Hannah’s already provided some use cases that I hope help to illustrate why we think that Project T.R.I.K.E will be useful, and to whom. I wanted to backtrack and give some context. Although, as Hannah’s post suggests, it’s quite difficult to suggest a specific starting point for our thought processes, which have developed iteratively until we’re not sure whether we’re trapped in a time loop or not. However, I think I can trace through some of the things I think are important about it.
We really wanted to do something that would be useful for pedagogy. Again, if you want to know how it’s useful for pedagogy, please see Hannah’s post! But we were specifically interested in a resource that would teach methodology, because all of us were methodological beginners who really felt the need for more tools and resources that would help us to develop in that respect. During our environmental scan, we were impressed by the efforts of the DH community to produce a number of useful guides to tools, methodologies, and processes (in particular, please see Alan Liu’s DH Toy Chest and devdh.org), although none of them were doing exactly what we want to do. There are plenty of dead resources out there, too, and we should take that as a warning.

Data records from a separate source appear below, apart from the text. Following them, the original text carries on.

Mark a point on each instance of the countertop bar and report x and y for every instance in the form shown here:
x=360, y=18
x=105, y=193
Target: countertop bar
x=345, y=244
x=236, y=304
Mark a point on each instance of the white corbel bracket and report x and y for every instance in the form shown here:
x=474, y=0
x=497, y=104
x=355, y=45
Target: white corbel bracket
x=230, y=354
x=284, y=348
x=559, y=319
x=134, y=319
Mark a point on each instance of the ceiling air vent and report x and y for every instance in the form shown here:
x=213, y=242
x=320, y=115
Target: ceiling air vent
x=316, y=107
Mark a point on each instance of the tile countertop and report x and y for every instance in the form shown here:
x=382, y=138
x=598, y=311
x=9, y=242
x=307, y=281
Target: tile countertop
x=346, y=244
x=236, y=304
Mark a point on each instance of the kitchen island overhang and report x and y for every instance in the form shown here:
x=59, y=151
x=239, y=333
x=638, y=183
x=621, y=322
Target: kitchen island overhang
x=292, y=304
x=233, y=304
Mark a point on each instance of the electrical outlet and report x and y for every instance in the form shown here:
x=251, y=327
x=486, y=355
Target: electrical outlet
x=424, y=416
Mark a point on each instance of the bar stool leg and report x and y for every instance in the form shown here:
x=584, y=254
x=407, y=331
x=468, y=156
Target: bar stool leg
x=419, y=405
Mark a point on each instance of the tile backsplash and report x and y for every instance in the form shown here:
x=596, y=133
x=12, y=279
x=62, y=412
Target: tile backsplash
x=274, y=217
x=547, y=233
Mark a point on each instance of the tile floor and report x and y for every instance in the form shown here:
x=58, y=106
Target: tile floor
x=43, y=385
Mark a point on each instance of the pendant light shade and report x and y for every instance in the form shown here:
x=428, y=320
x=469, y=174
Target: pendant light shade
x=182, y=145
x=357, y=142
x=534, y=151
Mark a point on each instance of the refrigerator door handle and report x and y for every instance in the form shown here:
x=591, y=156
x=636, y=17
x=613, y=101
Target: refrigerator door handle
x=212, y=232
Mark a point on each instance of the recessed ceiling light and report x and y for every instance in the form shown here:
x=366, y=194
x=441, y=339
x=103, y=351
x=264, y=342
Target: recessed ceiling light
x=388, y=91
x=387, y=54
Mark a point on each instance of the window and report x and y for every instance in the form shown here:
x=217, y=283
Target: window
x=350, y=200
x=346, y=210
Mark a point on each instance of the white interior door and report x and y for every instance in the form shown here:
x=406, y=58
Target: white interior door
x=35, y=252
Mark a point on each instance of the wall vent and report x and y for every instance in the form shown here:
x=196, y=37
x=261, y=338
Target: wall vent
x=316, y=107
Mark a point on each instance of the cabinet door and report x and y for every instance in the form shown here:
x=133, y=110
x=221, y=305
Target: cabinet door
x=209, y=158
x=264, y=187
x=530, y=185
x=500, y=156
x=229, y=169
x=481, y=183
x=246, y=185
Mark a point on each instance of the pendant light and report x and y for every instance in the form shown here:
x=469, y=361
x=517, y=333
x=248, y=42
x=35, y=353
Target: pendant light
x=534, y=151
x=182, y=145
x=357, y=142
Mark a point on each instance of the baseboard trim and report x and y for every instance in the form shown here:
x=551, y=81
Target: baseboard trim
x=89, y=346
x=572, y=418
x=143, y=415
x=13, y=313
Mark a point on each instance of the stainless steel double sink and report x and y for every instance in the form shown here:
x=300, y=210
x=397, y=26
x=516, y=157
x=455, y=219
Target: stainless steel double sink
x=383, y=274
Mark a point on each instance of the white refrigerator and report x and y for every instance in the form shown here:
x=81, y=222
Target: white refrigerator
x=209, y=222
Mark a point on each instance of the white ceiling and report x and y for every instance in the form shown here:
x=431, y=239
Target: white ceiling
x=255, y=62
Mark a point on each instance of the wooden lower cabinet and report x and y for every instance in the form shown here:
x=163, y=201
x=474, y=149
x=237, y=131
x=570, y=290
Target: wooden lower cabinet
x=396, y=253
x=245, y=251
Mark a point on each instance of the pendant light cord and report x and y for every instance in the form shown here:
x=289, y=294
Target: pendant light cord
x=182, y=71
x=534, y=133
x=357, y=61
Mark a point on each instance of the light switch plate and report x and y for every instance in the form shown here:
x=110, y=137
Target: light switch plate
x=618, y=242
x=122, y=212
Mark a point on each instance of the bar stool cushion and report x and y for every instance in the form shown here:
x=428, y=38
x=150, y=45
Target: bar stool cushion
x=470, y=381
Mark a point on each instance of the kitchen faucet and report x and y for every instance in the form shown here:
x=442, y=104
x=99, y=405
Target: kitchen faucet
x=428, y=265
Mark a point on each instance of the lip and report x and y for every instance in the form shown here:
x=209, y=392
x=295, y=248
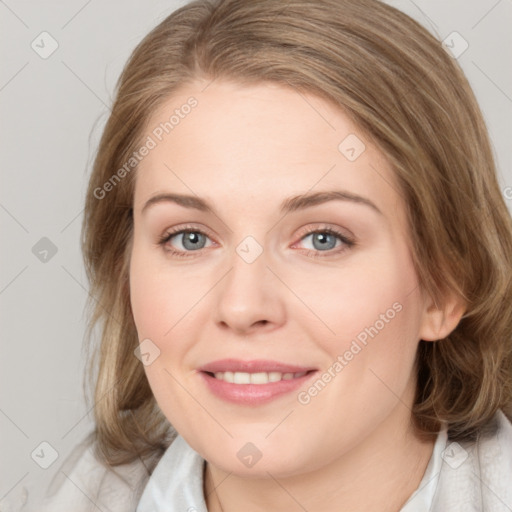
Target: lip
x=252, y=394
x=256, y=365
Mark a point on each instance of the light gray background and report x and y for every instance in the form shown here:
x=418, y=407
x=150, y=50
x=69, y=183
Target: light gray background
x=52, y=113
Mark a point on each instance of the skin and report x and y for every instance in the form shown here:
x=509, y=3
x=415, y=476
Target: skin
x=245, y=149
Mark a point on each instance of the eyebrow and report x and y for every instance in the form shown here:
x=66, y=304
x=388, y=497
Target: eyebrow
x=290, y=204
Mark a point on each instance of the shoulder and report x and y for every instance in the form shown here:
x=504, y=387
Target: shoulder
x=83, y=484
x=477, y=476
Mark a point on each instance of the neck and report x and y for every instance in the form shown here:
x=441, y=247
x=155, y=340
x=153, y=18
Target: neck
x=380, y=473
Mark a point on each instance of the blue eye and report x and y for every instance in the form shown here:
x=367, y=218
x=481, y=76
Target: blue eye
x=190, y=239
x=326, y=242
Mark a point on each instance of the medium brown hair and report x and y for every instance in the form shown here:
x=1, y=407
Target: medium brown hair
x=411, y=99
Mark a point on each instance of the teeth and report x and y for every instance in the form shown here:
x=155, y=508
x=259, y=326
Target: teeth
x=256, y=378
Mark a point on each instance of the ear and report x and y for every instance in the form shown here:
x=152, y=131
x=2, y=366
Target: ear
x=438, y=321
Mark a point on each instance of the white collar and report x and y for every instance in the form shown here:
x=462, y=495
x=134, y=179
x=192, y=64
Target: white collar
x=465, y=477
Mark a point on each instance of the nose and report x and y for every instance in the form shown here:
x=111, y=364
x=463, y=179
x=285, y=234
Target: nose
x=250, y=297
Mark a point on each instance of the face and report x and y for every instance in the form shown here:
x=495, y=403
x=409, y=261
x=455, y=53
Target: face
x=287, y=271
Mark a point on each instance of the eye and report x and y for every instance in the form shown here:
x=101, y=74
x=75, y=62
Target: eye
x=327, y=240
x=187, y=240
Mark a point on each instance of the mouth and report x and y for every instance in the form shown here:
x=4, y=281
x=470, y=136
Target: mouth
x=253, y=382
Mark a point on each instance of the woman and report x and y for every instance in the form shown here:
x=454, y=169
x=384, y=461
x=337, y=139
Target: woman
x=300, y=259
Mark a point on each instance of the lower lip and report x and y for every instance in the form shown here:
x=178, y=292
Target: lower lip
x=253, y=394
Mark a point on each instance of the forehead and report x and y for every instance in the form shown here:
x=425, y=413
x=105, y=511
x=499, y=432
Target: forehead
x=260, y=141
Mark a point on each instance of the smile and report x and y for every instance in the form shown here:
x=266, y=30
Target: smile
x=256, y=378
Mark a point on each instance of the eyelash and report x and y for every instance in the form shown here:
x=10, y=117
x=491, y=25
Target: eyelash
x=348, y=242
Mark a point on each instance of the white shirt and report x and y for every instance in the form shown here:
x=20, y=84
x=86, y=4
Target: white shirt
x=465, y=477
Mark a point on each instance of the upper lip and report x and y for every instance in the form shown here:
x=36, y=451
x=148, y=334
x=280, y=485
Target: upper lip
x=253, y=366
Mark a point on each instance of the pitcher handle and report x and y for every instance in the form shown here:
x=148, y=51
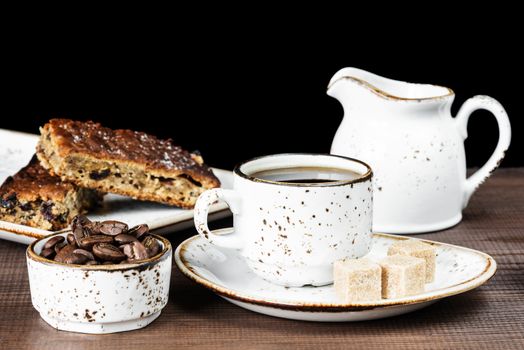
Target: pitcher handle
x=461, y=121
x=224, y=237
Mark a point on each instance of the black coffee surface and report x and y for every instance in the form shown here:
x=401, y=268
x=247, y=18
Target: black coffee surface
x=306, y=175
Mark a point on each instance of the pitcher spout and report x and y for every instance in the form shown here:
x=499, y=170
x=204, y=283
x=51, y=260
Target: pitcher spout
x=350, y=78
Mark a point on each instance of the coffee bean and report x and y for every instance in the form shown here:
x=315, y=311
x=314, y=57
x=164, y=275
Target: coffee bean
x=107, y=242
x=79, y=221
x=135, y=251
x=93, y=228
x=138, y=231
x=152, y=246
x=71, y=239
x=89, y=241
x=47, y=253
x=108, y=252
x=84, y=252
x=77, y=259
x=124, y=238
x=59, y=246
x=64, y=253
x=112, y=227
x=78, y=233
x=51, y=242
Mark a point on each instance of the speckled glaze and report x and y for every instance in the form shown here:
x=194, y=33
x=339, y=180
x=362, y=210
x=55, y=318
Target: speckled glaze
x=100, y=298
x=224, y=271
x=291, y=234
x=416, y=149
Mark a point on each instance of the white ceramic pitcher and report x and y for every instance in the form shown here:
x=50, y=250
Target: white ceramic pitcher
x=415, y=147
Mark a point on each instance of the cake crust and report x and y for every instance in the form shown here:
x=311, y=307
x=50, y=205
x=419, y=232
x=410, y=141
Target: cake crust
x=125, y=162
x=35, y=198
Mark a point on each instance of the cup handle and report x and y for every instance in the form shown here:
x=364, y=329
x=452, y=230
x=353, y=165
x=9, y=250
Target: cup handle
x=225, y=237
x=461, y=121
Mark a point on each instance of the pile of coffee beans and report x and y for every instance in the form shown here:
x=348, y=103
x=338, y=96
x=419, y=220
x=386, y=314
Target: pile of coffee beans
x=101, y=242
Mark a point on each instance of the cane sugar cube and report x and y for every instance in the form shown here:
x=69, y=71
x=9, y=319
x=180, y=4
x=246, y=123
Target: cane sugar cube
x=357, y=280
x=402, y=276
x=417, y=249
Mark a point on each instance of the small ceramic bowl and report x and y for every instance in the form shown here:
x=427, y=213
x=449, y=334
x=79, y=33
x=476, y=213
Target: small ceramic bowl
x=99, y=298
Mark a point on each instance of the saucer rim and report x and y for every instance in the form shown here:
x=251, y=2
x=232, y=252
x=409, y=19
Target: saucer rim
x=470, y=284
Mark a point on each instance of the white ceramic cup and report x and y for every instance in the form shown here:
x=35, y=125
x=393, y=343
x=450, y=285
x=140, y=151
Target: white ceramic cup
x=291, y=233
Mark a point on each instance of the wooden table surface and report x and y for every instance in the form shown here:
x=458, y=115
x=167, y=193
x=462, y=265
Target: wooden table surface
x=491, y=316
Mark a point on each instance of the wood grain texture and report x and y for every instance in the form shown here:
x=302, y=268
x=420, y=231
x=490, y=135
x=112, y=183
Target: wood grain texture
x=491, y=316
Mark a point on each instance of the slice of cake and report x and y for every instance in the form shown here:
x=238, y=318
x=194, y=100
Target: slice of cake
x=35, y=198
x=125, y=162
x=417, y=249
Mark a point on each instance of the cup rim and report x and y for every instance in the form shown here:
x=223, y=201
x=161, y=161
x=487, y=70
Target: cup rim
x=364, y=177
x=31, y=254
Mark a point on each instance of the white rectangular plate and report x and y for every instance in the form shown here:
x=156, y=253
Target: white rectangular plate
x=16, y=149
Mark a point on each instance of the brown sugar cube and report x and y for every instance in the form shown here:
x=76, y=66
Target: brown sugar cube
x=357, y=280
x=402, y=275
x=416, y=249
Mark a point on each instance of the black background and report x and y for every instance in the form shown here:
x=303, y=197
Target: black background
x=235, y=96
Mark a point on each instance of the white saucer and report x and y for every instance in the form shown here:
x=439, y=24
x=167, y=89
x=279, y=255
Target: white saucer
x=225, y=272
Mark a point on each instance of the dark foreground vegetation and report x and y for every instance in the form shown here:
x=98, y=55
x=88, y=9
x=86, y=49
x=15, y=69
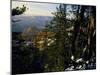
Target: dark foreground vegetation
x=66, y=43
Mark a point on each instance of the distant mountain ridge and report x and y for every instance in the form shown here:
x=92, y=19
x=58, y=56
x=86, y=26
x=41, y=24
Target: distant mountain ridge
x=29, y=21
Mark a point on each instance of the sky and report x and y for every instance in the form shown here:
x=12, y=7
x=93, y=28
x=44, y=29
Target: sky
x=36, y=9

We really wanted to take a critical stance on data by creating something that would highlight its contingent, contextual, constructed nature, acknowledging that datasets are selected and prepared by human researchers, and that the questions one can ask are inextricably connected to the process through which the dataset is constituted. Our emphasis on a critical approach does not originate in this class; I believe all of us had been exposed to theories about constructedness before this. What’s curious about our process is that we went out seeking datasets and tutorials with this in mind, thinking about what we hoped to do, and this conversation ranged far from the class readings, focusing on our own work and also Rawson and Muñoz’s “Against Cleaning” but eventually brought us back to Posner, Bode, and Drucker. None of them, however, came away with exactly the solution we did; we decided that the constructed nature of data is best represented by making transparent the process of construction itself! Project T.R.I.K.E. will provide snapshots of the data at different stages in the process, highlighting the decisions made by researchers and interrogating how these decisions are embodied in the data.
Finally, we really wanted to ensure that we could produce something that could be open to the community. Again, a lot of work in the DH community is openly available, but we also came across some datasets behind paywalls. One repository aggregating these datasets not only made it difficult to access the databases but also had a series of stern lectures about copyright, occupying much the same space on their website that instruction in methodology would occupy on ours! While it is true that some humanities data may invoke copyright in a way that other kinds of data usually don’t, we’d much rather host datasets that we can make available to a wide variety of users with a wide variety of use cases. Limiting access to data limits research.
Think carefully, though. As part of the environmental scan, we came across an article that argues, on the basis of a report partially sponsored by Elsevier, that researchers seldom make their data available, even when they are required to do so. While I expect this is true, I am also suspicious of claims like this when they are made by major publishers, because their next step will probably be to offer a proprietary solution which will give them yet more control over the scholarly communication ecosystem. In a context in which major publishers are buying up repositories, contacting faculty directly, and co-opting the language of open access as they do so, I’d argue that it’s more and more important for academics to build out their (our) own infrastructure. Project T.R.I.K.E. has slightly humbler ambitious, for time being, but it’s an opportunity for us to begin building some infrastructure of our own.